On 1/5/2016 5:20 PM, Chuck Norcutt wrote:
Is there a "standard" place where GPS data is supposed to reside in
the EXIF? Is the "standard" honored by all apps?
It appears you misunderstand how EXIF is designed. It's open-ended, just
a stack of lines with tag names* with their values. So yes, there are a
lot of standard entries, but anyone, from you to a camera maker, can put
in anything you like, as well, using an unused tag name.
To read an EXIF file, one goes through line by line, using and/or
converting to usual usage for display the ones you understand. From
there, some applications just ignore the rest, and some show them all,
with no interpretation. This latter is why there are so many mysterious
seeming entries in the Camera Maker section when viewed in something
like ExifToolGUI.
There are folks spending time trying to decipher this stuff. A great
deal of the understandable info in the Maker sections is a result of
such efforts.
Now, back to "standard place" My S100, with built-in GPS and Raw files,
put the GPS info in EXIF for the JPEGs and as separate .xmp (sidecar)
files.
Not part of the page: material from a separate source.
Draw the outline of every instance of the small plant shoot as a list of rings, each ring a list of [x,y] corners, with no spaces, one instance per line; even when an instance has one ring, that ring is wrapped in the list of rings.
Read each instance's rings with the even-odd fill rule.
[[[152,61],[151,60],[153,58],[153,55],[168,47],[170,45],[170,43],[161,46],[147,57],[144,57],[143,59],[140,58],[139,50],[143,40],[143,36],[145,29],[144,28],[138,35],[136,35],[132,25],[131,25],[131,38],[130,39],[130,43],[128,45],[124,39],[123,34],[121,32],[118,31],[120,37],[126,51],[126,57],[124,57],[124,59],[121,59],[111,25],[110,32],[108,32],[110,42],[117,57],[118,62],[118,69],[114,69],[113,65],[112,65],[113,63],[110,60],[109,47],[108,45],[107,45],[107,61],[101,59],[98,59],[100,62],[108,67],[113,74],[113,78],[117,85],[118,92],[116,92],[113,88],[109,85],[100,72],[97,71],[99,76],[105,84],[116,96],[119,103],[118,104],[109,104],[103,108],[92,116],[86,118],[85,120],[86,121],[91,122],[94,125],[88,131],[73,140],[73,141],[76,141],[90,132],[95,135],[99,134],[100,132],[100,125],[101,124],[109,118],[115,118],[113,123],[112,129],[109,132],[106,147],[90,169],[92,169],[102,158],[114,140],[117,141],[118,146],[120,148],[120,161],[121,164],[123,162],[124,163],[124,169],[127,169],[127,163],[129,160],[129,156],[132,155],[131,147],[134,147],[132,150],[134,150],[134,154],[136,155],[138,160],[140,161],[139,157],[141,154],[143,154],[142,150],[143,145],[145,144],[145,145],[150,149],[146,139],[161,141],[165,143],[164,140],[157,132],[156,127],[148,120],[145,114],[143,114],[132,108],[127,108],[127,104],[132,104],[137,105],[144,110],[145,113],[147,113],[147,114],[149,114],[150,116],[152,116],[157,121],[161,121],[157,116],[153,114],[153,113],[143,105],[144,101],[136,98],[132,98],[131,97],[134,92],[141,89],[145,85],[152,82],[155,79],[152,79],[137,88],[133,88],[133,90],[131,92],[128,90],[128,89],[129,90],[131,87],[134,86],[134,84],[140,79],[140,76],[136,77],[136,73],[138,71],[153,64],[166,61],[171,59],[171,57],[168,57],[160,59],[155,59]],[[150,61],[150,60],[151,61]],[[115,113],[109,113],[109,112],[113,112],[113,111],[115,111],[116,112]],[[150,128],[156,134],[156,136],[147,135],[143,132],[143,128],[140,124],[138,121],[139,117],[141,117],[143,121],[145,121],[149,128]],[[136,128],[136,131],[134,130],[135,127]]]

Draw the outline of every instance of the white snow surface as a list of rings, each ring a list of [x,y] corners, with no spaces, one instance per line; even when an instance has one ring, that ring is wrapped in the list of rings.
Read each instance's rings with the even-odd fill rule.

Both GeoSetter and LR, when used to add GPS data from track logs,
also add them in .xmp files. So there may be a "standard" to do that
with proprietary Raw formats, for fear of altering the originals in
correctly.
As to what is "honored" by all apps, it's sort of pot luck. FastStone,
for example, ignores .xmp EXIF, so location only shows for JPEGs, but
not for Raw files or PSDs, even though the data is there.
But really, ti all works pretty well for the main stuff we are
interested in.
Mysterious Entry Moose
* OK, there are section headers, too.